Performing Parallel Monte Carlo and Moment Equations Methods for Itô and Stratonovich Stochastic Differential Systems: R Package Sim.DiffProc

Abstract

We introduce Sim.DiffProc, an R package for symbolic and numerical computations on scalar and multivariate systems of stochastic differential equations (SDEs). It provides users with a wide range of tools to simulate, estimate, analyze, and visualize the dynamics of these systems in both forms, Ito and Stratonovich. One of Sim.DiffProc key features is to implement the Monte Carlo method for the iterative evaluation and approximation of an interesting quantity at a fixed time on SDEs with parallel computing, on multiple processors on a single machine or a cluster of computers, which is an important tool to improve capacity and speed-up calculations.
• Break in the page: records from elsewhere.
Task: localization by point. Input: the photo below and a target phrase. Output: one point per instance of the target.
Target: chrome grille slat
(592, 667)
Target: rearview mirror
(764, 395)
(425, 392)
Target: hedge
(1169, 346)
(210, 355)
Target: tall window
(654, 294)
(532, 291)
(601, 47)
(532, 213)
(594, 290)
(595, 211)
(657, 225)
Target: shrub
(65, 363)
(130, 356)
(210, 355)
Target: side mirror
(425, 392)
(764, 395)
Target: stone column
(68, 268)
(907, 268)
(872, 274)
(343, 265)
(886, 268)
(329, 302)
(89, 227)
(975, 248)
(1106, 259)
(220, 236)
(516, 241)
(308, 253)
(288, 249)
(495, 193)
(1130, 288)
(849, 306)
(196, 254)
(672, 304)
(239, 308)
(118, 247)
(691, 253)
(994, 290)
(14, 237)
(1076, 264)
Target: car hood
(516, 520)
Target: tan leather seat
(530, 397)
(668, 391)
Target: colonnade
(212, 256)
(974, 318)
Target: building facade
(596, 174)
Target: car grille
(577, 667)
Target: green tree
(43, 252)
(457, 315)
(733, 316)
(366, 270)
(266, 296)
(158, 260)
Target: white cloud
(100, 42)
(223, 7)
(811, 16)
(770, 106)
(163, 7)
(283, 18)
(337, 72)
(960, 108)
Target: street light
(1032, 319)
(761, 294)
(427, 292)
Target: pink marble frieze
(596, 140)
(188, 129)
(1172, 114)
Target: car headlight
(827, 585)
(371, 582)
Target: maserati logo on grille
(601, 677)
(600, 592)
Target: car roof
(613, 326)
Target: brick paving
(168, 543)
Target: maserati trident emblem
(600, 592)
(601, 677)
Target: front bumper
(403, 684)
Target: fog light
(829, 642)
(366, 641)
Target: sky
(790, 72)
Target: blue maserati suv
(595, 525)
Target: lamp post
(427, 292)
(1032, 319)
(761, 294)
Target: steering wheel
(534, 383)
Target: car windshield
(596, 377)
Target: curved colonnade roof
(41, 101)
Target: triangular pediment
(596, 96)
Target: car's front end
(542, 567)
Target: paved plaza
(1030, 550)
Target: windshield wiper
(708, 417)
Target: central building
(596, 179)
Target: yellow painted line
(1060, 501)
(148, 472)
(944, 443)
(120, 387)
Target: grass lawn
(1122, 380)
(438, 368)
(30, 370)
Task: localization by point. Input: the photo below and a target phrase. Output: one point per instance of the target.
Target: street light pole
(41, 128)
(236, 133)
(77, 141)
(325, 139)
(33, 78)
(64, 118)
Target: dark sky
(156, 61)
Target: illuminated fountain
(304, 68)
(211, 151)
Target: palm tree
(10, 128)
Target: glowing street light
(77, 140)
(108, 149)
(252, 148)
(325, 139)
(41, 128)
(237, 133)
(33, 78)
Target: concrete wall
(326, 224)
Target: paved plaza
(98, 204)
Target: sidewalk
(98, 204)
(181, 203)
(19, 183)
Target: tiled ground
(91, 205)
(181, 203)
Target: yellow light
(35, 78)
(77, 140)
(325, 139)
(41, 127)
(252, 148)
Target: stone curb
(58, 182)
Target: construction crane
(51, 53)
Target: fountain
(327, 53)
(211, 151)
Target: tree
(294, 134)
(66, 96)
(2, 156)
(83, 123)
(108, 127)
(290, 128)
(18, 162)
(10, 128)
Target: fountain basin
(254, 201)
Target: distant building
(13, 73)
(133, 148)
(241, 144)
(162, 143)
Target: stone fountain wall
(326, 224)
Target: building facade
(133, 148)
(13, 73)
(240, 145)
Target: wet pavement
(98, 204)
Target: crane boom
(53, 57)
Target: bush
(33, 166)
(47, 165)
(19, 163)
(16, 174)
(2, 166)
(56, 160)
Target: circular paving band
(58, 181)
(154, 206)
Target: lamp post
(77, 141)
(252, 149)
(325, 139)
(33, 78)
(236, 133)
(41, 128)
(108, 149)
We also provide an easy-to-use interface for symbolic calculation and numerical approximation of the first and central second-order moments of SDEs (i.e., mean, variance and covariance), by solving a system of ordinary differential equations, which yields insights into the dynamics of stochastic systems. The final result object of Monte Carlo and moment equations can be derived and presented in terms of LATEX math expressions and visualized in terms of LATEX tables. Furthermore, we illustrate various features of the package by proposing a general bivariate nonlinear dynamic system of Haken-Zwanzig, driven by additive, linear and nonlinear multiplicative noises. In addition, we consider the particular case of a scalar SDE driven by three independent Wiener processes. The Monte Carlo simulation thereof is obtained through a transformation to a system of three equations. We also study some important applications of SDEs in different fields.